Here, we create a palette optimized for dark backgrounds:
qp_dark = Qualpal(background="#1a1a1a")
qp_dark.generate(4)
Compare this to a palette optimized for light backgrounds:
qp_light = Qualpal(background="#ffffff")
qp_light.generate(4)
Complete Example: Accessible Data Visualization Palette¶
Let’s create a complete palette suitable for accessible data visualization:
# Requirements:
# - 8 distinct colors
# - Work on white background
# - Safe for deuteranomaly (most common CVD)
# - Avoid very light or very dark colors
qp_accessible = Qualpal(
colorspace={
'h': (0, 360),
's': (0.4, 0.9),
'l': (0.3, 0.7)
},
background="#ffffff",
cvd={'deutan': 0.5}
)
accessible_palette = qp_accessible.generate(8)
print("Accessible visualization palette:")
for i, color in enumerate(accessible_palette, 1):
rgb = color.rgb255()
print(f" {i}. {color.hex()} RGB{rgb}")
print(f"\nMinimum distance: {accessible_palette.min_distance():.2f}")
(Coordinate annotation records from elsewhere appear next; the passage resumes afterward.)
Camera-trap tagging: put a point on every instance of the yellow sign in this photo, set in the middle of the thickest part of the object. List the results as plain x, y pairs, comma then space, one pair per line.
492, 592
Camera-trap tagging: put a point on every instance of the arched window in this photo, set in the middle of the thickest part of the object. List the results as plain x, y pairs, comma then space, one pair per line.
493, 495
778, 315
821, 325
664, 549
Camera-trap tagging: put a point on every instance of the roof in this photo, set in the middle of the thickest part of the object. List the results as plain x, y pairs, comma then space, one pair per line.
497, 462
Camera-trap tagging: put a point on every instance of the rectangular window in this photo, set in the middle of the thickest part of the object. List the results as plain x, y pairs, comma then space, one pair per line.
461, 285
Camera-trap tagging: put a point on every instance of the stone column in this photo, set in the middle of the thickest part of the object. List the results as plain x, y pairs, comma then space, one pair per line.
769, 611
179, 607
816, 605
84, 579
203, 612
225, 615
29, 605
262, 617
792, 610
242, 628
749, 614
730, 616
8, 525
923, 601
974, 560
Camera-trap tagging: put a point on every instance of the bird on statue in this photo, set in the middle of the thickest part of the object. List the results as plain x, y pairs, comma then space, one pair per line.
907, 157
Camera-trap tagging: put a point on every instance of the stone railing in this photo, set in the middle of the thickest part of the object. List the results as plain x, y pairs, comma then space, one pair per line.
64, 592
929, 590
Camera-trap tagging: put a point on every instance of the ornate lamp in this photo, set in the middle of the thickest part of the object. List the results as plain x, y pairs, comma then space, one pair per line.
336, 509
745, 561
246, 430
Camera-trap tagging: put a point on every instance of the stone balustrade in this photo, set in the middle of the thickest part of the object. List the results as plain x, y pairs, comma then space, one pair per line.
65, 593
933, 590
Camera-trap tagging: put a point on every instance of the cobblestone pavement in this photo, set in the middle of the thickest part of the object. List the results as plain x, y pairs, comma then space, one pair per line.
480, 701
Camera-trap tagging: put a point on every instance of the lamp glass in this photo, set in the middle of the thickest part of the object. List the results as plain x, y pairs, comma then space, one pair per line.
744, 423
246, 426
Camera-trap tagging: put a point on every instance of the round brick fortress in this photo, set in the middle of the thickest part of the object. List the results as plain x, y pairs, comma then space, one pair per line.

print("(Higher is better - minimum recommended: 30)")
accessible_palette
Accessible visualization palette:
1. #4a732c RGB(74, 115, 44)
2. #f69263 RGB(246, 146, 99)
3. #93190a RGB(147, 25, 10)
4. #318af2 RGB(49, 138, 242)
5. #32f2ea RGB(50, 242, 234)
6. #e9ea16 RGB(233, 234, 22)
7. #0e0c93 RGB(14, 12, 147)
8. #f319b6 RGB(243, 25, 182)
Minimum distance: 38.51
(Higher is better - minimum recommended: 30)
Visualization¶
If you have matplotlib installed, you can visualize palettes using the show method,
which returns a figure with color swatches.
# Display color swatches
fig = pal.show()
If you like, you can add labels of the hex codes to the swatches:
fig = pal.show(labels=True)
You can also provide custom labels:
# With custom labels
fig = pal.show(labels=["Primary", "Success", "Info", "Warning"])
The figures that are returned are matplotlib Figure objects and can be further customized or saved:
fig.savefig("palette.png", bbox_inches="tight")
For more details, see the API documentation.